By Stange Law Firm, PC on Tuesday, January 12, 2016.
One of the hardest parts of a divorce is telling your children about it. For them, this is a tragic and hard event in their lives. Kids always want to see their parents stay together and to work through it. But sometimes that’s not an option, and the breaking the news of the divorce can be extremely devastating.
In some instances of a divorce, the kids may have seen this coming if there was constant arguing and fighting. In other cases, the kids may feel as if the divorce came out of nowhere. In either instances, the effected of the divorce can be equally devastating for the kids.

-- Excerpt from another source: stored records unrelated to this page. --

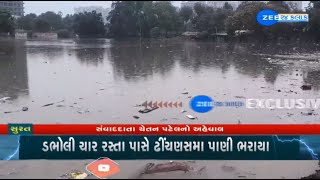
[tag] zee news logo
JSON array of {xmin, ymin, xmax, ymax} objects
[{"xmin": 256, "ymin": 9, "xmax": 309, "ymax": 26}]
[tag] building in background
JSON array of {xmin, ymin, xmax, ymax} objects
[
  {"xmin": 285, "ymin": 1, "xmax": 302, "ymax": 10},
  {"xmin": 181, "ymin": 1, "xmax": 206, "ymax": 8},
  {"xmin": 74, "ymin": 6, "xmax": 111, "ymax": 23},
  {"xmin": 207, "ymin": 1, "xmax": 240, "ymax": 10},
  {"xmin": 181, "ymin": 1, "xmax": 240, "ymax": 10},
  {"xmin": 0, "ymin": 1, "xmax": 24, "ymax": 17}
]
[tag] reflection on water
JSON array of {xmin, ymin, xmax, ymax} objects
[
  {"xmin": 0, "ymin": 40, "xmax": 29, "ymax": 99},
  {"xmin": 0, "ymin": 39, "xmax": 320, "ymax": 123}
]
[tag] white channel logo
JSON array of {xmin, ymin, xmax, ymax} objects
[{"xmin": 98, "ymin": 164, "xmax": 110, "ymax": 172}]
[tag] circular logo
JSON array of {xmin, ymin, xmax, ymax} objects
[
  {"xmin": 190, "ymin": 95, "xmax": 214, "ymax": 113},
  {"xmin": 256, "ymin": 9, "xmax": 278, "ymax": 26}
]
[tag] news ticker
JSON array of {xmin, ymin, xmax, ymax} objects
[
  {"xmin": 0, "ymin": 124, "xmax": 320, "ymax": 135},
  {"xmin": 0, "ymin": 135, "xmax": 320, "ymax": 160}
]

There are a lot of things that parents should not say. Starting out, the parents should not say bad things about the other parent to children. Additionally, they should not make their kids feel like they should bear any guilt for the divorce. Lastly, they should never put the children in the middle of the divorce, or as the kids to take either side. All of these can have a devastating effect on the children.
So, that brings up the questions: what exactly should the parents say to the children? What’s okay and what’s not? The responses are going to vary in certain respects based on each divorce circumstance. It can also be very helpful to speak with a child psychologist and/or counselor about the appropriate things to say and not to say. This is something that should all be done before the divorce talk with your children.

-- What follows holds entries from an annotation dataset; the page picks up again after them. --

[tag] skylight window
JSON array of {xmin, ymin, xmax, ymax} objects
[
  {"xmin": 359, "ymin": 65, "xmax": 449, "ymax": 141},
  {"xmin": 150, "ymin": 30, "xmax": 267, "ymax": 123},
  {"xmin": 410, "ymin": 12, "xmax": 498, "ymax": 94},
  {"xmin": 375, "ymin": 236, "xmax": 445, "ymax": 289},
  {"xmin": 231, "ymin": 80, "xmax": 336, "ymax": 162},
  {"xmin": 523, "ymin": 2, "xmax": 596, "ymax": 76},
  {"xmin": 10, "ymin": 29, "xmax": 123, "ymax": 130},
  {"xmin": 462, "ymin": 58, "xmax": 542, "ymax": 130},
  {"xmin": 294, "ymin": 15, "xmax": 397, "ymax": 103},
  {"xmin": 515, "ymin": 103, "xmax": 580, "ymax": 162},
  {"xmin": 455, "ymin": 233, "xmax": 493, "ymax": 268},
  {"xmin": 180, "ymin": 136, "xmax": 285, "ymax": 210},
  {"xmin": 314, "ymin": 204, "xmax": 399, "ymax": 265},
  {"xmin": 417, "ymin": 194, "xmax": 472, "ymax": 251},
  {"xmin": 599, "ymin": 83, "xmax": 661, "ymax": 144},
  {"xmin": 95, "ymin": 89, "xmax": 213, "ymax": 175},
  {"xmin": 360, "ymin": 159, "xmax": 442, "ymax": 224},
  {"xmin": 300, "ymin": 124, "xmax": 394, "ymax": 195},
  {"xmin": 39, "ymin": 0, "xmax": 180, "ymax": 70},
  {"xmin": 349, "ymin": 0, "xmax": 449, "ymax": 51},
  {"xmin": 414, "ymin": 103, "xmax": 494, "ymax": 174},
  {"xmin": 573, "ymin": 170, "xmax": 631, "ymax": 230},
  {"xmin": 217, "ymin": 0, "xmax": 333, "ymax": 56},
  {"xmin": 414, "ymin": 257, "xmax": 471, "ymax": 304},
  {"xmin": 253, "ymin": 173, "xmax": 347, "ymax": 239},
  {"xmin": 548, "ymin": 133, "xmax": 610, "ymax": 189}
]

But things that are universally okay to tell children is this: Tell your children that you love them. Tell your children that it isn’t their fault. Tell your children that they don’t have to choose between their parents. And, ultimately, tell your kids that it’s going to be okay.
But one thing is for certain that is always okay to tell them: Let them know how loved they are by the both of you. Tell them it isn’t their fault. Tell them there is no reason to choose a parent. And, ultimately, tell them that everything is going to be okay.